Yes? I assume that it's not in a government owned and operated datacenter, but likely in AWS (govcloud or whatever) and maintained/serviced by Anthropic SREs like I suppose regular Claude is.
Or is, say, FedEx now a supply chain risk too, if they happened to offer parcel delivery services for the DoD and put in a clause excluding delivery to active war zones?
It would be like a spouse proposing restrictions and terms of their access to your phone contingent on you marrying them. Assuming guilt until proven innocent
It is easy to cherry pick one metaphor. We owe it to ourselves to think better than that.
What happens when you analyze this overall situation in all of its richness from multiple points of view and then seek synthesis? Speaking for myself, I would want to know your (1) probabilistic priors: the Bayesian equivalent of "disclosing your biases"; (2) supporting information; (3) conflicting information: I want to know that you aren't just ignoring it; (4) various theories/models you considered; (5) overall probabilistic take.
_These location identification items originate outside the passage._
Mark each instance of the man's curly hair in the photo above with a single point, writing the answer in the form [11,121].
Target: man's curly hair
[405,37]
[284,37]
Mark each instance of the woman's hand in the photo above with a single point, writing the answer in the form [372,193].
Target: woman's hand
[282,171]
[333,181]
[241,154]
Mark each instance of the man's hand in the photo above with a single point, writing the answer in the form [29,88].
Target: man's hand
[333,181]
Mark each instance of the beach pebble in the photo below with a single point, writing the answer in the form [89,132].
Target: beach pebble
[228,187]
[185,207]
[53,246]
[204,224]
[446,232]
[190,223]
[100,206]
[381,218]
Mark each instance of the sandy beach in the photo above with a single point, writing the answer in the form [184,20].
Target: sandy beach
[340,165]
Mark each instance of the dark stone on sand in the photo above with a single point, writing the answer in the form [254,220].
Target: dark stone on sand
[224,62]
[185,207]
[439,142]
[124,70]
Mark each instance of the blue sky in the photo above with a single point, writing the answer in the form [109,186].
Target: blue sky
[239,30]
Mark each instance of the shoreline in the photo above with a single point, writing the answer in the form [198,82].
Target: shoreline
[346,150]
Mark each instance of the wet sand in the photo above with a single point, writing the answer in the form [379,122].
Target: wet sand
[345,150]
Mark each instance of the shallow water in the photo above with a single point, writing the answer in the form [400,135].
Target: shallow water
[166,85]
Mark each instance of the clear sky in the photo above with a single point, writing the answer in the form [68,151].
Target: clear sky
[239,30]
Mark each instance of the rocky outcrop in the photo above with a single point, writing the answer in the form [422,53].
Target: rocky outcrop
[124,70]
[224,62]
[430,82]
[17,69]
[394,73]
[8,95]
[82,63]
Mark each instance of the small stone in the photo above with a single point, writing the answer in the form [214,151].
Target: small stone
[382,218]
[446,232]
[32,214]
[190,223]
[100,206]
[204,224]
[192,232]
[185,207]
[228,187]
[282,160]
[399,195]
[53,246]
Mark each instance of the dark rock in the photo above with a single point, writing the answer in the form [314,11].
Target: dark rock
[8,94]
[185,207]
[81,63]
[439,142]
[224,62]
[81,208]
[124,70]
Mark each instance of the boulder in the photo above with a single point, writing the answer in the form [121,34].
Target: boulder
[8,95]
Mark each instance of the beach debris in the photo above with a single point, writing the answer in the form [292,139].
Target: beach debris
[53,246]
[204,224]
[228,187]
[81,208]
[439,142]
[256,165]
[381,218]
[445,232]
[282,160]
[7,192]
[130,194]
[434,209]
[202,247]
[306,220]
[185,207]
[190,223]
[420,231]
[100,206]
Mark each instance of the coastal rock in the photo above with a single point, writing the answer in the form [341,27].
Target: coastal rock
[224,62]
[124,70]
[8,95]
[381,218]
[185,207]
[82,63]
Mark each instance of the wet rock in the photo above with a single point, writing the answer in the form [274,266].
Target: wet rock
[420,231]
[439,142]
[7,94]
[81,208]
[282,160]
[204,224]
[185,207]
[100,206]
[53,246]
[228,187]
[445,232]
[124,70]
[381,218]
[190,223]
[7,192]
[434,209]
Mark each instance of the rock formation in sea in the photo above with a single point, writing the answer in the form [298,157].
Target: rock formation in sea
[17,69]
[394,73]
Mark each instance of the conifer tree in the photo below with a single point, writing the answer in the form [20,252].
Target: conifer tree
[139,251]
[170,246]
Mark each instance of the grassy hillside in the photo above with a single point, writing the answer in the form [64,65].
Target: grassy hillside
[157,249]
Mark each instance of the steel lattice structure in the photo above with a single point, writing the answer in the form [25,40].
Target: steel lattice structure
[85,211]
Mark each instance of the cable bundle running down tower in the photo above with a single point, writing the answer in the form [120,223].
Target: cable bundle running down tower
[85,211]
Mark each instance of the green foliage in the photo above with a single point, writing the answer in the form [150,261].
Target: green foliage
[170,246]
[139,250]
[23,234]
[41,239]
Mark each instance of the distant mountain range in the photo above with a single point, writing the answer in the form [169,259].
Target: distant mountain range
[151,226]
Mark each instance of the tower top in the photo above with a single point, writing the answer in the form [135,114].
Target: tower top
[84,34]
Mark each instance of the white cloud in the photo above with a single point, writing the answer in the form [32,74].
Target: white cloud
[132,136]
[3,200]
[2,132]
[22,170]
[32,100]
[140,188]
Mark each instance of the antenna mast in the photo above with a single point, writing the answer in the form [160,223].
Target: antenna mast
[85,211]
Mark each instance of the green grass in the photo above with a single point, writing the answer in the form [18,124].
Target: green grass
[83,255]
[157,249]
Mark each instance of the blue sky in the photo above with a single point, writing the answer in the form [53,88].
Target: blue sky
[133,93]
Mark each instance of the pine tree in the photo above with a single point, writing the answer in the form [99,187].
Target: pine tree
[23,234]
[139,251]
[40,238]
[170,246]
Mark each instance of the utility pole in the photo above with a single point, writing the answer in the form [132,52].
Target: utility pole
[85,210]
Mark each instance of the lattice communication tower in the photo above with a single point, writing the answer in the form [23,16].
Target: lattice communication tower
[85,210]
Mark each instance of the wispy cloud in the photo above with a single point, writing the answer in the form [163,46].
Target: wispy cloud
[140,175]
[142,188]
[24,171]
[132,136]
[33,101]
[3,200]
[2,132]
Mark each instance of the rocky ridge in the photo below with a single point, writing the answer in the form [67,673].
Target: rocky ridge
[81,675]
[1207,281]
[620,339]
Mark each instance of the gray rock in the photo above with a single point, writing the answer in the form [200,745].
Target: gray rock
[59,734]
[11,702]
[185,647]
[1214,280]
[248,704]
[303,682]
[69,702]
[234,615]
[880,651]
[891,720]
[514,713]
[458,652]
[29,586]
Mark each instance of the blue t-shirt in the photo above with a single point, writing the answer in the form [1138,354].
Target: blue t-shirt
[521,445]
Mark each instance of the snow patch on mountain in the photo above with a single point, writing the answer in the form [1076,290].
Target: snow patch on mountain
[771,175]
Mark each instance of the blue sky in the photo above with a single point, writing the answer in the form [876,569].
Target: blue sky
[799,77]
All in all, I'm uninterested in analysis disconnected from the historical particulars.
Few people have the skillset and time to dig in properly. I suggest starting with "A Tale of Three Contracts" by Zvi Mowshowitz [1] In my experience, you would be hard-pressed to find anything around AI of this quality in the usual mainstream publications.
1. Last week I made a case for why DoD, if rational, would accept limited use under a consequentialist decision theory frame: https://news.ycombinator.com/item?id=47190039
2. One what basis is it rational to give the current administration (the leadership) the benefit of the doubt w.r.t. having a sincere drive towards advancing the national security of the United States? The evidence highly points in the other direction: towards corruption, political ends, and narcissistic whims.